L'édito du mois d'octobre 2022

Qu’est-ce que l’Evangélisation ?

Une communauté paroissiale est comme le clocher au milieu du village : elle a pour mission de dire notre existence, et d’inviter à regarder « le ciel » afin de rappeler la présence aimante de Dieu pour tous les hommes, quels qu’ils soient. Voilà un premier signe.

En sillonnant les routes des collines verdoyantes pour rejoindre les communes de la paroisse, je trouve magnifique ces églises bien visibles et qui ne passent pas inaperçues. Merci à ceux et celles qui permettent un accueil, une porte ouverte, des fleurs pour dire la bienvenue. C’est le deuxième signe.

Mais il est nécessaire d’aller au-delà des pierres visibles pour y rencontrer des chrétiens qui ont toujours ce souci de témoigner de l’Église vivante. Je rends grâce pour ces personnes que j’ai rencontrées depuis mon arrivée comme curé de la paroisse. C’est le troisième signe.

Il faudra aller encore plus loin pour un quatrième signe, celui d’élargir notre tente. La lettre de notre évêque Mgr Bataille « jetez les filets » peut nous y aider. Je vous encourage à la lire.

A l’approche de la fête de St François d’Assise le 4 octobre, je vous suggère ce beau texte à votre méditation.
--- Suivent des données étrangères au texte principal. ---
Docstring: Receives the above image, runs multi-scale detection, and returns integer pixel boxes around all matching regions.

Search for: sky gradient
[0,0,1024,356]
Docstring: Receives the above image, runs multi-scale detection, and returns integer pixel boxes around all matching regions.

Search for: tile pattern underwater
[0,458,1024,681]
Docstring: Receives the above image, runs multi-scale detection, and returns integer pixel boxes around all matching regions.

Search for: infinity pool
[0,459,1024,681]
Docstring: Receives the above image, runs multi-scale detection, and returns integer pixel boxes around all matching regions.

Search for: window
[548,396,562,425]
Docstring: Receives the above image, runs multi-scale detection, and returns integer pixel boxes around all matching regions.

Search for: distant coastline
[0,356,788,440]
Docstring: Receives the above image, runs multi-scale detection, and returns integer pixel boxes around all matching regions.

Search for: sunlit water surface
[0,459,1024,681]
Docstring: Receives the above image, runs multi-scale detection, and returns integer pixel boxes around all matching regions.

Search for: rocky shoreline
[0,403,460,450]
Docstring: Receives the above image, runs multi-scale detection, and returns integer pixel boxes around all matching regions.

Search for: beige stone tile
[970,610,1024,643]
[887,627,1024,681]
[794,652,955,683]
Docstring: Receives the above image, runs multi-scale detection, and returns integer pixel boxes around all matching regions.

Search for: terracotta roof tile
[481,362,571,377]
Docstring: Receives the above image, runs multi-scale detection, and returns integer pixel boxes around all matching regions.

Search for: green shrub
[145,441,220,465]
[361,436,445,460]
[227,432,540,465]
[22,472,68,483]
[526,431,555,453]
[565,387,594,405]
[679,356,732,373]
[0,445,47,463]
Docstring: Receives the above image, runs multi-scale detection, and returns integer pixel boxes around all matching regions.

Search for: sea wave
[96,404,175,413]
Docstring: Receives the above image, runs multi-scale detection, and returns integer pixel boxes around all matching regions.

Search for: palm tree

Ce texte ne donne pas une annonce explicite de la foi, mais nous invite à un témoignage implicite et à répondre à un aspect : Qu’est-ce que l’Évangélisation ?

Texte de Eloi Leclerc, franciscain, dans son livre Sagesse du pauvre :

« As-tu réfléchi à ce que c’est qu’évangéliser un homme ? Évangéliser un homme vois-tu, c’est lui dire : toi aussi, tu es aimé de Dieu dans le Seigneur Jésus. Et pas seulement lui dire, mais le penser réellement. Et pas seulement le penser mais se comporter avec cet homme de telle manière qu’il sente et découvre qu’il y a en lui quelque chose de plus grand et de plus noble que ce qu’il pensait, et qu’il s’éveille ainsi à une nouvelle conscience de soi. C’est cela, lui annoncer la bonne nouvelle.
Tu ne peux le faire qu’en lui offrant ton amitié. Une amitié réelle, sans condescendance, faite de confiance et d’estime profonde. Il nous faut aller vers les hommes. La tâche est délicate. Le monde des hommes est un immense champ de lutte pour la richesse et la puissance. Et trop de souffrances et d’atrocités leur cache le visage de Dieu. Il ne faut pas qu’en allant vers eux, nous leur apparaissions comme une nouvelle espèce de compétiteurs. Nous devons être au milieu d’eux des témoins pacifiés du Tout Puissant, des hommes sans convoitise et sans mépris, capable de devenir réellement des amis. C’est notre amitié qui leur fasse ressentir qu’ils sont aimés de Dieu et sauvés en Jésus-Christ ».

Laissons-nous toucher par ce texte.

Jean Yves LEBOEUF, Curé de St Jean Louis du Levant.